君主たる国王陛下に久しぶりの拝謁をたまわった外交帰りの騎士は、慇懃に片膝をついた礼のかたちのまま、凍りついたように固まった。
「恐れながら、…お、お話というのは、その…外交先のレハール国のことではなく…その、ただいまお伺いした陛下のお悩みのことで…?」
言葉につまりながら、なんとかビクターは声を発することができたのだが、国王陛下は気にすることもなく、まくし立てるように言葉をつづけた。
「むろん。今我が頭を悩ます出来事と言えばそのことの他にない!そなたはコンラート・アベラールのもっとも近しい友人と聞いた。さて、そなたはどう思う?同じ身分の騎士であろうが。」
「そ、それは、ただいま聞いたことがらに非常に驚いていまして、…すぐにはお答えできません」
「そうだろうの。一介の騎士がこの国の姫の婿になるという重大さ…あの男は理解していないのか、ずうずうしくも婚約者ぶっておる。それが何より気に食わん!」
眉をつりあげたまま、荘厳な細工をほどこしてある玉座の肘掛けに、握りしめた拳を国王はたたきつけた。

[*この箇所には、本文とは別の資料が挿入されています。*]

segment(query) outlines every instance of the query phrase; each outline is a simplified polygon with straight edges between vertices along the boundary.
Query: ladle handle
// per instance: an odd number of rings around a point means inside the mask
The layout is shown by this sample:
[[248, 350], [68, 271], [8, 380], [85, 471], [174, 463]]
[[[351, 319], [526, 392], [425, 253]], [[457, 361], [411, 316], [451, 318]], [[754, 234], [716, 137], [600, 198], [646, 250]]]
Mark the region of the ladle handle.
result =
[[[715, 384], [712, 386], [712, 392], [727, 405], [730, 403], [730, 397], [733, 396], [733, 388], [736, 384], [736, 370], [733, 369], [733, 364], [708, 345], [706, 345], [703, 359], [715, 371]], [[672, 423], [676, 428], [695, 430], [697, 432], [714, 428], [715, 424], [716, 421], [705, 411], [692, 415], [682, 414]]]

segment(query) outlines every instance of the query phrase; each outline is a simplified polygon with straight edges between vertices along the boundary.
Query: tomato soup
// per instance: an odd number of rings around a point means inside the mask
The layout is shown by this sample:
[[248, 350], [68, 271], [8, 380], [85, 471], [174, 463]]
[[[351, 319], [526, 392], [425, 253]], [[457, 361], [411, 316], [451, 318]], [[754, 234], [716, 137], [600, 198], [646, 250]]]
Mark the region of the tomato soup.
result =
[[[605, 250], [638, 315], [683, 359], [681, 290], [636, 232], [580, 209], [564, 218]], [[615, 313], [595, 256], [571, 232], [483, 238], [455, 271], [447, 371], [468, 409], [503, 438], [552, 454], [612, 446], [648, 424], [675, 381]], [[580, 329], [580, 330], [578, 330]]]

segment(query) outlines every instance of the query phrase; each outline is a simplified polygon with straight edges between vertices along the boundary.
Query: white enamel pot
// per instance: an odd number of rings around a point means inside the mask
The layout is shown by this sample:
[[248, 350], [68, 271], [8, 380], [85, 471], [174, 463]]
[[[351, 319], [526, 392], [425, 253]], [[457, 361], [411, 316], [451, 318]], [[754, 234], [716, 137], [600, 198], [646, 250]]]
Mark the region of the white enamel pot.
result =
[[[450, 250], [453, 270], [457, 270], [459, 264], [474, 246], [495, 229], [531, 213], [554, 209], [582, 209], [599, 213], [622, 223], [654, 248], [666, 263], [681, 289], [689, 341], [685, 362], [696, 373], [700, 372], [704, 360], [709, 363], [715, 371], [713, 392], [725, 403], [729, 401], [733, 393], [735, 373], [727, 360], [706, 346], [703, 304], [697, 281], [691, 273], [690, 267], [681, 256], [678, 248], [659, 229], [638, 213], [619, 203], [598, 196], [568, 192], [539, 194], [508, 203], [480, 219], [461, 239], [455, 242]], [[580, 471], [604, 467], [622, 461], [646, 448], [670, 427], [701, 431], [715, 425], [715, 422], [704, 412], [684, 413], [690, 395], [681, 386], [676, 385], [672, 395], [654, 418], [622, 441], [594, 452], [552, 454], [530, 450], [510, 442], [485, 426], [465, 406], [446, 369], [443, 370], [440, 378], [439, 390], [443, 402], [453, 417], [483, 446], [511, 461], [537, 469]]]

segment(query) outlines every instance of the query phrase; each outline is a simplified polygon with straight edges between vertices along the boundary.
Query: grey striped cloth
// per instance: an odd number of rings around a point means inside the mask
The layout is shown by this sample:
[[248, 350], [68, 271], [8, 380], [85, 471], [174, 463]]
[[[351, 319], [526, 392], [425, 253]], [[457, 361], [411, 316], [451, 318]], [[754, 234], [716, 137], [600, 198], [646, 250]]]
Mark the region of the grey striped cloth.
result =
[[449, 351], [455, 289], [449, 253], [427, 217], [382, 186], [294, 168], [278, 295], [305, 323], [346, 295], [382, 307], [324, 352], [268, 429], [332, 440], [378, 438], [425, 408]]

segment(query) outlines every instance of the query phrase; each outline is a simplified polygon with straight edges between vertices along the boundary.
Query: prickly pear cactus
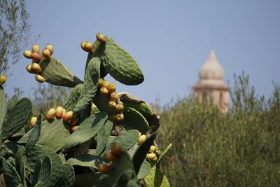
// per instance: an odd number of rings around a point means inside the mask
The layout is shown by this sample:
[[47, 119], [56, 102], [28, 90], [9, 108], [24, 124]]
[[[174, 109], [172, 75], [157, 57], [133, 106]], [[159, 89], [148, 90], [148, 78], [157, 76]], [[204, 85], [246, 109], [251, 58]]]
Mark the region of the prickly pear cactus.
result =
[[155, 144], [159, 116], [106, 80], [110, 74], [120, 83], [140, 84], [140, 67], [109, 36], [96, 38], [80, 43], [88, 53], [83, 81], [52, 55], [51, 44], [41, 53], [36, 44], [24, 52], [31, 59], [27, 71], [38, 82], [73, 88], [63, 106], [31, 116], [30, 100], [13, 96], [7, 102], [0, 85], [0, 171], [6, 186], [169, 186], [158, 169], [172, 146], [161, 153]]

顔を伏していたビクターはその音を聞き、ますます顔を上げられなくなっていた。
「…で、では、私のお役目はコンラートをたしなめて、姫君との婚約を断るよう促すことですね」
「なに!あちらから断ると!?あの心美しく可愛らしいジゼルを振るというのか!私のかわいい娘に言い寄られておきながら」
国王はますます憤慨するが、他国でも有名な親バカぶりにビクターは相づちをうつのも忘れた。
「あのような娘に好かれようものなら、惚れるのも当然じゃ。そうじゃなければ男の風上にもおけん!命がけで駆け落ちしたくなるのもうなずける!」
「はあ。では、コンラートをお許しに?」
「許してなるものか!娘をたぶらかしよって!」
…支離滅裂じゃないか。
なにをしたいんだ、この人はいったい。
呆れながらも、ビクターは脳をフル回転させ、国王の気持ちと目的を探る。
人の顔色ばかりを伺って生きてきた自負があるビクターには、さほど難しいことではない。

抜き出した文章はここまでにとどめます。